Jika Tiongkok menginvasi Taiwan secara paksa, maka akan merugikan masyarakat di seluruh dunia, apalagi menjamin keselamatan 400.000 WNI di Taiwan akan sulit dijamin. Pada saat yang sama, hal ini akan berdampak serius terhadap arus transportasi laut dan udara, serta perdagangan di kawasan Indo-Pasifik dan seluruh dunia.
“Indonesia dan Taiwan adalah negara yang menghormati demokrasi, supremasi hukum, kebebasan dan hak asasi manusia. “Sebagai anggota demokrasi dunia yang bertanggung jawab, Taiwan telah lama berada di garis depan dalam perjuangan melawan penyebaran otoriterisme,” katanya.
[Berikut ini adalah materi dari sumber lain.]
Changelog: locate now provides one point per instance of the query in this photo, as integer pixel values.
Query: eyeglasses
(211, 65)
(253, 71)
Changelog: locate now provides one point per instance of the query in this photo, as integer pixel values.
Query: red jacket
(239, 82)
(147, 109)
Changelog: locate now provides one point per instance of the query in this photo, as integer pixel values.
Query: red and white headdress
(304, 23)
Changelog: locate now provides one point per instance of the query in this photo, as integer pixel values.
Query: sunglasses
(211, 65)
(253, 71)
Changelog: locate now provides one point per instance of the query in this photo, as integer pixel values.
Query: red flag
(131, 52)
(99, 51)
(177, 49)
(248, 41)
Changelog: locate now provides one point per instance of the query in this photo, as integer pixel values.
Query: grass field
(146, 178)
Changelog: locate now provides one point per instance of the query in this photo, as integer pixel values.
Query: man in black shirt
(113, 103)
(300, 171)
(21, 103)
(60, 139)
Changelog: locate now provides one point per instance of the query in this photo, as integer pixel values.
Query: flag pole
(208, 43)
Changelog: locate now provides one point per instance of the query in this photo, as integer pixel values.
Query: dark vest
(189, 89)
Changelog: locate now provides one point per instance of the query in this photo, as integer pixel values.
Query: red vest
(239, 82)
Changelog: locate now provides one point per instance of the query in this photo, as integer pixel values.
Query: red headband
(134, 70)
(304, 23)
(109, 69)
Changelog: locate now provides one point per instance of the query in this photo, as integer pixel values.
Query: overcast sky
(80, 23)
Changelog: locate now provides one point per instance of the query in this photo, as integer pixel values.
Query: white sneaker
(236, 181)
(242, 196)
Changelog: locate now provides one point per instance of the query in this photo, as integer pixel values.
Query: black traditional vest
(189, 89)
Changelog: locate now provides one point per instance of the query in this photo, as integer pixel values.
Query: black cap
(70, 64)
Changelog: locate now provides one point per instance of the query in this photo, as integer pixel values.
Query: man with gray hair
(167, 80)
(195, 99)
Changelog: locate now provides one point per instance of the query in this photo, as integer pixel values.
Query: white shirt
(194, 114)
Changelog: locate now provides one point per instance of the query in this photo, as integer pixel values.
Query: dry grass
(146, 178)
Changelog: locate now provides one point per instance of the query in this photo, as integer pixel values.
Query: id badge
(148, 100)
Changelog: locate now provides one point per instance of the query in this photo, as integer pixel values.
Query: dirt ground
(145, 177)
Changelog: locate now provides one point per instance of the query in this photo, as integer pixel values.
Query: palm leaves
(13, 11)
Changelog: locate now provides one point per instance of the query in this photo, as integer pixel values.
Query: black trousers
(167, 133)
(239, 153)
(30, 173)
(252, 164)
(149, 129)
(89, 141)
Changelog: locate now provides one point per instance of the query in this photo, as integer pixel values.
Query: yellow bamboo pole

Dia menambahkan bahwa jika Tiongkok menggunakan kekerasan terhadap Taiwan, tatanan internasional yang berdasarkan aturan liberal dan demokratis akan dilanggar dan perdamaian serta stabilitas regional tidak akan terpelihara. Taiwan menyerukan kepada semua lapisan masyarakat di Indonesia dan komunitas internasional untuk secara tegas menentang dan menolak upaya jahat Tiongkok yang salah menafsirkan Resolusi Majelis Umum PBB 2758 dan menyamakannya dengan “Prinsip Satu Tiongkok.”
Pada saat yang sama, ia menyatakan penolakan yang kuat terhadap upaya sepihak Tiongkok untuk menghancurkan status quo di Selat Taiwan dan menghentikan serta melindungi perluasan otoriterisme Tiongkok demi kepentingan kepentingan nasional perdamaian dan stabilitas semua negara di Selat Taiwan. tatanan internasional berbasis aturan dan kawasan Indo-Pasifik yang bebas dan terbuka.